Director: Ralph Ziman
Starring: Rapulana Seiphemo, Ronnie Nyakale, Jeffrey Sekele, Mlusi Skenjana,Jafta Mamabolo, Motlatsi Mahloko, Shelley Meskin
Certificate: 16LV (118 mins)
This gangster movie, may have a familiar plot and even a few nudge-nudge quotations from The Untouchables, but for the rest it is as South African as biltong. This is ensured by it having been shot on location in the grittier parts of Soweto and the 'vibrant' inner city area of Johannesburg known as Hillbrow. The setting enjoys a perfect fit with a strong local cast and a fine screenplay partly in local versions of English and partly in township-speak with creatively translated subtitles.
Recent South African history is sketched into the background of the youthful development of two Soweto boys, Lucky Kunene and his sidekick Zakes, who are at school during the political death of apartheid. As time zooms towards the present, very quickly indeed in this fast-paced film, Lucky's criminal career path reflects the disillusionment and disappointment he and many other young township dwellers feel. The revolution has not brought the transformation to their lives that they had hoped for and this is made painfully concrete in the hero's inability to take his place at university because of a lack of funding.
The two companions move from selling sweets and perfumes illegally on commuter trains, via several violent and rocky stages to becoming established hoodlums in Hillbrow and specialising in hijacking apartment blocks. There is plenty of heavy weaponry in evidence and it all seems to get used in some full-blooded shootout scenes. Lucky and Zakes as youths are played with delightful and believable adolescent overconfidence and energy by Jafta Mamabolo and Motlatsi Mahloko.
Relief from the grit, grime and guts is to be found in Lucky's tender relationship with his old-fashioned, deeply religious mother and his doting younger siblings. In addition, the harsh techno-music frequently gives way to deep and soulful gospel songs (such as Jerusalema), and a number of patrons in the cinema actually sang along with these popular numbers when I watched the film.
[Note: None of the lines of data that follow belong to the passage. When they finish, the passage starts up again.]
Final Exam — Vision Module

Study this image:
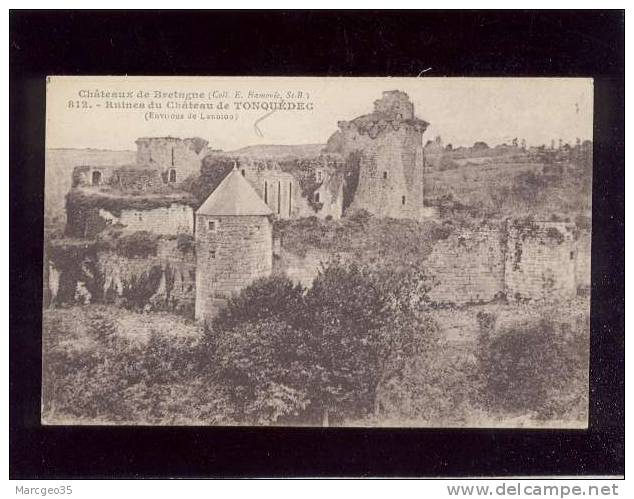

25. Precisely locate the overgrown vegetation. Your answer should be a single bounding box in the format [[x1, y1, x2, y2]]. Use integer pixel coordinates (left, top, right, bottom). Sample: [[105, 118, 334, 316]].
[[273, 210, 453, 270]]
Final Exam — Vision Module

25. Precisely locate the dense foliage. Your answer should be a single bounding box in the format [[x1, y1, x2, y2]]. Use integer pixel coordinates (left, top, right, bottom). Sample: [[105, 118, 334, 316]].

South African issues are all woven into the plot and its development. Race, of course, is unavoidable. While being pursued by an icily-played, untouchable-like Afrikaner policemen, perhaps playfully called Blackie Swart (Blackie Black!), Lucky relentlessly pursues the dream of moving to the white suburbs and perhaps eventually even the coast (Jerusalema?). En route he acquires an elegant, liberal Jewish lover to whom he appeals as a kind of black Robin Hood figure, the dashing, even chivalrous entrepreneur who solves the housing problem of the inner city poor by direct but dubiously legal action.
Xenophobia is also presciently there as Lucky and his gang come eyeball to eyeball with Nigerian drug dealers, the leader of whom turns out to be a pretty irredeemable villain as he takes frightful revenge after being sidelined by Lucky. I suppose most nationalities at some time have to put up with being the really bad guys; back in the eighties it was white South Africans, then it became Arabs, followed by Russians and now it's Nigerians. The problem with that in a place like South Africa is the raw reality of xenophobic violence on our cities' streets, and it’s debatable whether portraying the arch-villain as foreign is helpful just at the moment, when we are trying to recover from such violence.
The film's really serious and pervasive issue is whether apartheid and the resulting continuing social deprivation justify crime. Lucky is portrayed with studied ambiguity: on the one hand as a hero of the underclass who doesn't hesitate to clear out drug pushers from 'his' buildings or rescue his lover's brother from their clutches; but on the other, as a man who routinely uses extreme violence, even murder, to achieve his ends.
Moral ambiguity seeps out into post-apartheid South African society, represented by Lucky's mob-lawyer, his colluding banker (an Afrikaans woman), his teenage sweetheart (a bank clerk who texts information on clients to her mugger brother), and Lucky's one-time crime boss (a softly-spoken but psychotic veteran of the armed struggle who uses his military skills to effect what he calls 'affirmative redistribution').
The somewhat weak ending of the film deliberately appears to leave the moral ambiguity of Lucky Kunene and fellow South Africans unresolved. Interestingly, some reviewers thought the moral of the story was that ultimately crime doesn't pay. I wonder if they saw this because this is what they wanted to see and in fact the question was left wide open. It didn't pay for the Nigerian druglords but what of 'Robin Hood' Lucky Kunene? The disturbing implication of Lucky's situation at the end seemed to me to be that, for underprivileged black South Africans, the economic Jerusalema is still only attainable by breaking the civil and moral law.